Americans Expect Congress To Act Like 'Spoiled Children' During Fiscal Cliff Talks
The American public views the looming “fiscal cliff” as a serious crisis, according to a new poll, which also found the nation is far more likely to blame congressional Republicans than President Barack Obama if lawmakers fail to reach a deal before the end of the year.
Forty-five percent of respondents in a new CNN/ORC poll said they would blame Republicans if Congress fails to reach an agreement to ward off the series of tax cuts set to expire in January, compared to 34 percent who said they would point their finger at Obama.
The “fiscal cliff” refers to the $500 billion worth of tax increases and spending cuts that will begin in January unless Congress can reach a compromise within the next few weeks. If it doesn’t, then the Bush tax cuts, as well as the payroll tax cut, will automatically expire next year -- meaning taxes will rise for most Americans.
While more than 70 percent of respondents said a compromise is necessary to resolve this issue, they don’t actually expect that to happen. In fact, two-thirds also predicted Washington lawmakers will act like “spoiled children” and not “responsible adults” in the upcoming budget negotiations.

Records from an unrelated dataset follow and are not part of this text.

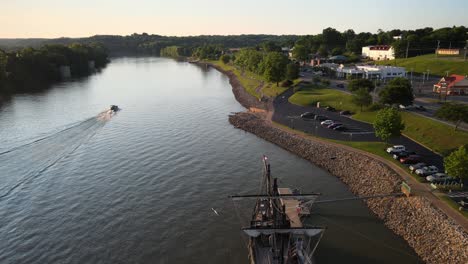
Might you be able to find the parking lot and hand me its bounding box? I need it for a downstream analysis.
[272,89,444,171]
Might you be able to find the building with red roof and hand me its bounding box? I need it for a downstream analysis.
[433,74,468,95]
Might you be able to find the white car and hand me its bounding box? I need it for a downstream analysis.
[426,173,452,182]
[414,166,439,176]
[387,145,406,154]
[320,119,334,126]
[409,162,426,173]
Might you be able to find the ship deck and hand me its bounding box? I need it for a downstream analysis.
[278,188,303,227]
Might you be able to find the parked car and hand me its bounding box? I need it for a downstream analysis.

As of now, Democrats and Republicans continue to disagree about how to raise government revenue to avoid those automatic tax increases and spending cuts. While the president and most congressional Democrats advocate tax increases on the wealthiest Americans to raise revenue, Republicans have called for reforming the tax code – for instance, by closing loopholes – but have not said they would raise taxes.

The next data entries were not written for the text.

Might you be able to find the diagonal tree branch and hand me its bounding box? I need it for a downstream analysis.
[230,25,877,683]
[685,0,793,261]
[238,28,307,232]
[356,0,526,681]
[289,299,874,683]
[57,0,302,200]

According to the poll, about a quarter of respondents said going over the fiscal cliff would cause major problems. But while another quarter said only minor problems would occur, an overwhelming 77 percent told CNN they believe their personal financial situation could be affected if lawmakers fail to reach an agreement.

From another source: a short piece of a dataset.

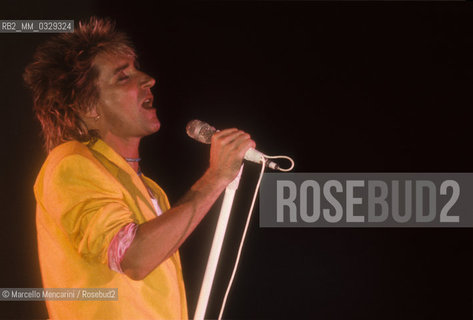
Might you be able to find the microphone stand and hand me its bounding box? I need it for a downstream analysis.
[194,164,243,320]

The White House warned in a new report Monday that going over the so-called “cliff” could limit consumer spending during the holiday season and slow the growth of real gross domestic product by 1.4 percent, the Wall Street Journal reports.
A November report from the nonpartisan Congressional Budget Office said the potential tax increases and spending cuts could drive the U.S. economy back into a recession in 2013.